Knowing the Difference Between Surface Drains and French Drains

surface drains and french drains

Drainage can be a major issue in both residential and commercial settings. If you own property, you have probably had to sort out a drainage issue at one time or another. This is especially true for those who live in places that get lots of rain each year.If you have a standing water issue, there are a variety of ways to resolve this problem, but the two most common solutions are surface drains and French drains. These two types of drains are the most commonly used solutions to handle standing water. 

Each type of drain has a unique function, and you will want to know what they are for before you decide on a drainage system for your standing water problem.

French Drains Are for Ground Water

French Drains are commonly used in places that have groundwater issues. Groundwater is linked to the water table, and it can increase and decrease as precipitation increases and decreases. The water involved can also come from increases in volume in a nearby stream or lake. In this situation, the water will likely affect your property if the property is below the level of the stream.

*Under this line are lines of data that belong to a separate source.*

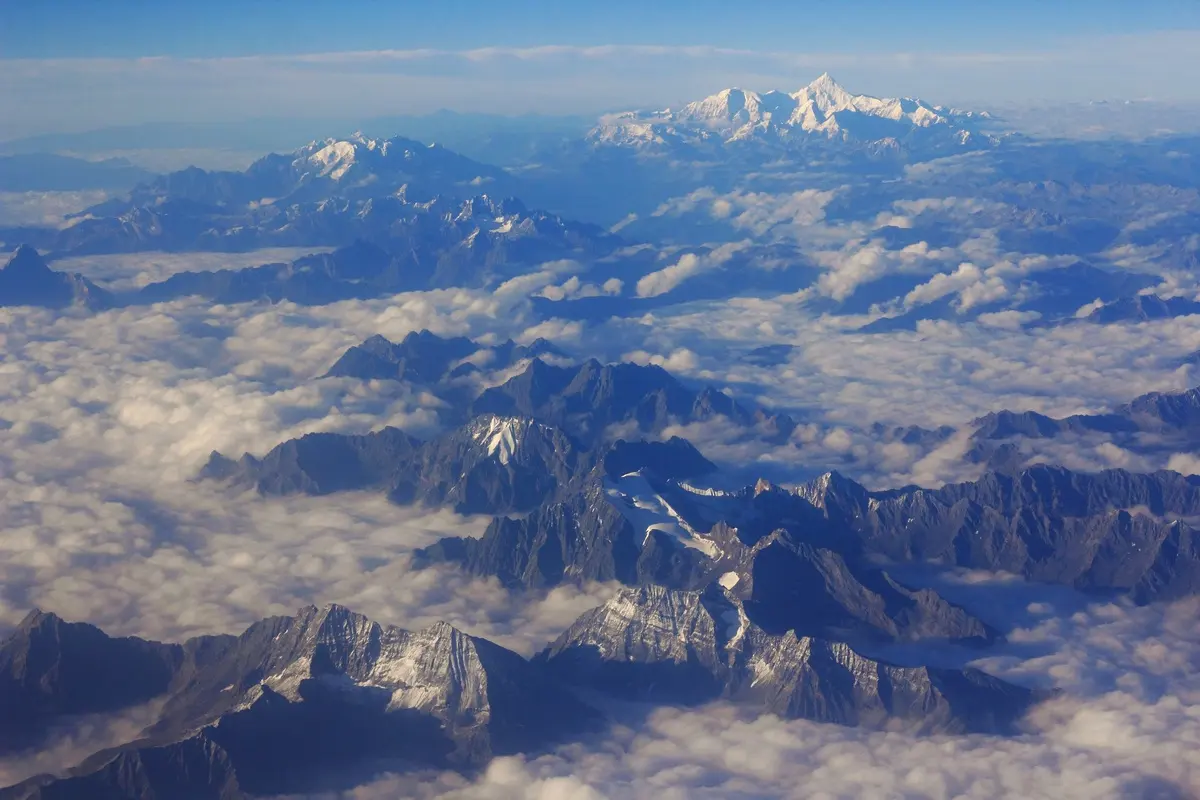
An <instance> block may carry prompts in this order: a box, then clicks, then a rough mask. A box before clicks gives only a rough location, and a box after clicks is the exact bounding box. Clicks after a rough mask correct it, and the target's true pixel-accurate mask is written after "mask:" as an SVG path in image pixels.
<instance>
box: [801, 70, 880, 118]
mask: <svg viewBox="0 0 1200 800" xmlns="http://www.w3.org/2000/svg"><path fill="white" fill-rule="evenodd" d="M792 97H793V98H796V100H797V102H800V103H803V102H804V101H811V102H812V103H814V104H816V107H817V108H820V109H821V110H838V109H845V108H852V107H853V106H854V95H851V94H850V92H848V91H846V90H845V89H844V88H842V86H841V84H839V83H838V82H836V80H834V79H833V77H830V76H829V73H828V72H823V73H821V77H820V78H817V79H816V80H814V82H812V83H810V84H809V85H808V86H805V88H803V89H800V90H799V91H798V92H796V94H794V95H792ZM864 98H865V97H864ZM870 100H875V98H870Z"/></svg>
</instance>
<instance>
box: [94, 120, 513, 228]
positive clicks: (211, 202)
mask: <svg viewBox="0 0 1200 800" xmlns="http://www.w3.org/2000/svg"><path fill="white" fill-rule="evenodd" d="M401 188H404V190H406V192H407V194H408V196H409V197H410V198H412V199H424V200H427V199H431V198H433V197H436V196H438V194H450V196H454V197H460V198H463V197H469V196H472V194H478V193H479V192H480V191H482V190H487V191H491V192H497V193H502V194H510V193H512V190H514V188H515V182H514V180H512V179H511V178H510V176H509V174H508V173H505V172H504V170H503V169H499V168H498V167H492V166H490V164H484V163H480V162H478V161H473V160H470V158H468V157H466V156H463V155H460V154H457V152H455V151H452V150H448V149H446V148H443V146H442V145H439V144H424V143H421V142H415V140H413V139H407V138H404V137H392V138H390V139H376V138H371V137H367V136H364V134H362V133H354V134H352V136H349V137H347V138H344V139H343V138H329V139H324V140H319V142H311V143H308V144H306V145H305V146H302V148H299V149H298V150H294V151H292V152H283V154H281V152H272V154H269V155H266V156H263V157H262V158H259V160H258V161H256V162H254V163H252V164H251V166H250V167H247V168H246V169H245V170H242V172H235V170H205V169H199V168H197V167H188V168H187V169H182V170H179V172H174V173H168V174H166V175H162V176H160V178H157V179H155V180H152V181H150V182H148V184H143V185H142V186H138V187H137V188H134V190H133V192H132V193H131V194H130V198H128V199H124V198H118V199H114V200H109V201H107V203H103V204H101V205H98V206H94V207H92V209H89V210H88V213H89V215H91V216H95V217H106V216H116V215H119V213H121V212H122V211H125V210H127V209H130V207H131V206H132V207H138V206H154V205H158V204H162V203H164V201H179V200H187V201H191V203H198V204H203V205H209V206H218V207H221V209H224V210H227V211H240V210H245V209H247V207H258V206H263V205H275V204H293V203H308V201H318V200H322V199H326V198H329V197H334V196H338V197H350V198H355V199H359V198H370V197H383V196H388V194H392V193H395V192H397V191H400V190H401Z"/></svg>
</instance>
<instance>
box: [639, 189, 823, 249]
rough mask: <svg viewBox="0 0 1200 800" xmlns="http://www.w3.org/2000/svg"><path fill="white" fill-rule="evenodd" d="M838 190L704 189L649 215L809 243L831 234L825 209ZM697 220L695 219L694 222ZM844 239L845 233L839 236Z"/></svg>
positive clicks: (668, 201)
mask: <svg viewBox="0 0 1200 800" xmlns="http://www.w3.org/2000/svg"><path fill="white" fill-rule="evenodd" d="M839 192H840V190H816V188H808V190H800V191H796V192H766V191H749V190H744V188H736V190H733V191H730V192H725V193H718V192H716V191H715V190H714V188H713V187H710V186H706V187H701V188H697V190H694V191H691V192H689V193H688V194H683V196H679V197H674V198H671V199H668V200H666V201H664V203H661V204H660V205H659V206H658V209H655V210H654V212H653V213H652V215H650V216H652V217H666V218H671V219H679V218H690V219H694V221H696V222H698V223H700V224H704V225H707V228H712V223H713V222H719V223H722V224H725V225H728V227H730V228H731V229H732V230H733V231H737V233H738V234H740V235H746V234H749V235H751V236H755V237H756V239H757V240H758V241H780V240H786V241H800V240H803V241H811V240H814V239H822V240H823V239H826V237H828V236H829V235H830V234H829V233H828V231H826V230H824V225H823V224H822V223H823V222H824V218H826V206H828V205H829V203H832V201H833V200H834V198H836V197H838V194H839ZM697 217H698V219H696V218H697ZM839 235H840V237H841V239H845V234H839Z"/></svg>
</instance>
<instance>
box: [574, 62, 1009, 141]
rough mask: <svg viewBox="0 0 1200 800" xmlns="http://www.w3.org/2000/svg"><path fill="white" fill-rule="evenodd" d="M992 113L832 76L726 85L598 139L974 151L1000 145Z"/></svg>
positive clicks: (617, 127)
mask: <svg viewBox="0 0 1200 800" xmlns="http://www.w3.org/2000/svg"><path fill="white" fill-rule="evenodd" d="M988 119H989V116H988V114H986V113H977V112H966V110H960V109H955V108H947V107H944V106H932V104H930V103H926V102H924V101H922V100H917V98H912V97H902V98H881V97H871V96H869V95H854V94H851V92H850V91H847V90H846V89H844V88H842V86H841V85H840V84H838V83H836V82H835V80H834V79H833V78H832V77H829V74H828V73H826V74H822V76H821V77H820V78H817V79H816V80H814V82H812V83H810V84H809V85H806V86H804V88H802V89H799V90H798V91H794V92H791V94H788V92H782V91H775V90H773V91H767V92H762V94H760V92H755V91H746V90H743V89H737V88H733V89H725V90H722V91H719V92H716V94H715V95H712V96H709V97H706V98H704V100H701V101H696V102H692V103H688V104H686V106H684V107H683V108H680V109H674V110H673V109H665V110H661V112H650V113H646V112H626V113H623V114H617V115H613V116H608V118H605V119H602V120H601V122H600V125H599V126H598V127H595V128H594V130H593V131H592V132H590V133H589V140H590V142H593V143H594V144H610V145H624V146H635V148H653V146H668V145H671V144H690V145H707V144H713V143H734V142H756V143H773V144H781V145H790V144H800V143H804V142H812V140H821V139H824V140H829V142H842V143H851V144H860V145H874V146H875V148H881V149H900V148H905V146H934V148H946V146H956V148H968V146H983V145H990V144H994V143H995V139H994V138H991V137H989V136H986V134H984V133H982V132H980V130H979V128H980V124H982V122H984V121H985V120H988Z"/></svg>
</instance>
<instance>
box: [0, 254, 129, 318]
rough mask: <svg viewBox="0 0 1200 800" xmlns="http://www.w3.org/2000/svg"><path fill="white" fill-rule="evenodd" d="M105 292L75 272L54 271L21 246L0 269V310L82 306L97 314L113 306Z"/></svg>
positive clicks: (86, 278)
mask: <svg viewBox="0 0 1200 800" xmlns="http://www.w3.org/2000/svg"><path fill="white" fill-rule="evenodd" d="M114 302H115V300H114V297H113V295H110V294H109V293H108V291H106V290H103V289H101V288H100V287H97V285H96V284H95V283H92V282H91V281H89V279H88V278H85V277H83V276H82V275H79V273H78V272H56V271H54V270H52V269H50V267H49V266H47V265H46V261H44V260H42V257H41V255H38V253H37V251H36V249H34V248H32V247H29V246H28V245H26V246H22V247H18V248H17V251H16V252H14V253H13V254H12V257H11V258H10V259H8V261H7V263H6V264H5V265H4V267H0V307H4V306H41V307H43V308H70V307H82V308H90V309H92V311H98V309H101V308H107V307H109V306H112V305H114Z"/></svg>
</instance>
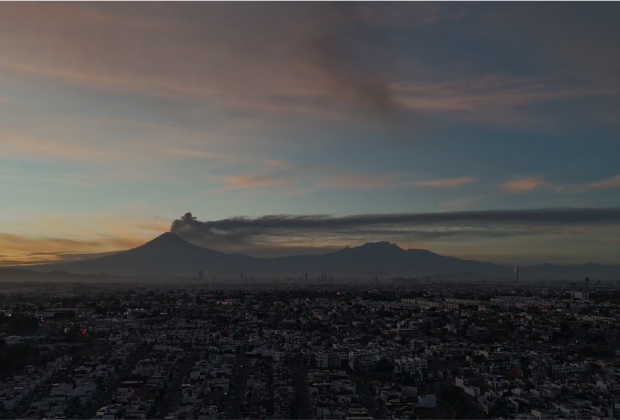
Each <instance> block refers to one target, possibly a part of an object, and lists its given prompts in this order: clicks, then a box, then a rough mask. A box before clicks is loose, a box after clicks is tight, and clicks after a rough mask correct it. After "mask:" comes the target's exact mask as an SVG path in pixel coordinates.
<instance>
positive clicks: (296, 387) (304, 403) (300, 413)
mask: <svg viewBox="0 0 620 420" xmlns="http://www.w3.org/2000/svg"><path fill="white" fill-rule="evenodd" d="M291 371H292V372H293V384H294V387H295V398H298V399H299V400H300V401H301V404H300V406H299V412H298V413H297V420H312V417H313V416H312V412H311V410H310V389H309V388H308V368H306V367H305V366H301V365H293V366H291Z"/></svg>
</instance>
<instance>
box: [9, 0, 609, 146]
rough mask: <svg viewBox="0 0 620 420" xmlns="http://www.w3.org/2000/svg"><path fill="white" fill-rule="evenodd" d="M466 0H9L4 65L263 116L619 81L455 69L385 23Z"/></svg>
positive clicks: (421, 109)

A French Drain is basically a trench with a perforated pipe connected to it. The trench is filled with rock or gravel, and the water is directed away from the area through the piping. French drains are commonly linked to septic systems or to a large drain field that can diffuse the water away from the area that needs to stay dry.

One of the benefits of French Drains is that they are easy to make attractive, so they are a good fit for areas that will be visible. If you have a drainage issue at the front of your home, for example, a French drain can easily be incorporated into your landscaping. The drain will just look like part of the décor of your home if it is neat and filled with attractive rock.

Surface Drain Redirect Water Accumulating Above the Ground

Surface drains or trench drains are the drains that people automatically think of when someone says the word drain. These drains are usually linked to a slope that is intended to carry the offending water down to the drain. Everyone has seen these drains along city streets, at the edges of industrial park properties, and at the base of sloped yards.

Surface drains are harder to make attractive and the best option to hide them is to try and keep them below eye level and covered with a decorative grate. In industrial or street usage, they are typically just covered with a practical grating that can be removed easily if there is a need to access the drain.

Surface drains are often linked with gutters, which funnel water into pipes and send it to the surface drain solution that has been selected for the area. Employing a surface drain on your property often means that you will need to create a sloped surface for the water to run away from. 

While this style of drainage can be more expensive to put in place and harder to make cosmetically attractive, in places where water from runoff and rain collects, there is no better solution.

How To Select the Right Kind of Drain

Drainage has been a part of human construction since the first farmers were growing crops. While the advent of new technologies has made drainage easy to install and maintain, the basic principles have not changed much over the centuries. This means that there are clear-cut rules about which kinds of drains belong where.

If you are trying to decide what you need to do to resolve your drainage problem, here is a great set of rules to help you to sort out what you need to do to eliminate that unwanted water.

1.       You can’t see where the water is coming from

If you walk out onto your property on a dry day and there is water standing somewhere on it, you will probably need to create a French Drain. Water that is pooling up when there is no precipitation is a solid indicator that you have a groundwater issue that is causing your standing water. You may still need to make some alterations to the slope of the property, but a French drain will not need much in the way of gravity to help it to attend to your water issue.

2.       You can see where the water is coming from

If you can tell that the standing water is pouring off the roof, or it is flooding down to a flat spot from a higher location whenever it rains, then you will need to use a surface drain. This will involve building up, or leveling out the slope and making sure that you have a good drain field for the water that needs to be removed.

3.       The water seems to be there when it is rainy or when it is dry 

In these cases, you might have a mixed problem going on, and you will have to change the slope of the property and employ a mixed drainage solution. For properties that have contact with a lake or a river, for example, there will likely be areas on the property that have both groundwater issues and surface water issues. 

These cases will probably require the help of a professional to make sure that you are not working against yourself as you create your drainage solution.

Always Do Your Research

Drainage doesn’t have to be a complicated problem to solve and with a little bit of planning, you can eliminate all of your standing water problems. Always make sure to take your time with the project and plan it out thoroughly before you get started working on it. 

There is nothing worse than digging a ditch you didn’t need to, or placing a bunch of drainage piping in an incorrect manner. If you take the time to verify where the water is coming from and make a good plan for where it needs to go, you will be able to enjoy a dry and usable yard or property in no time!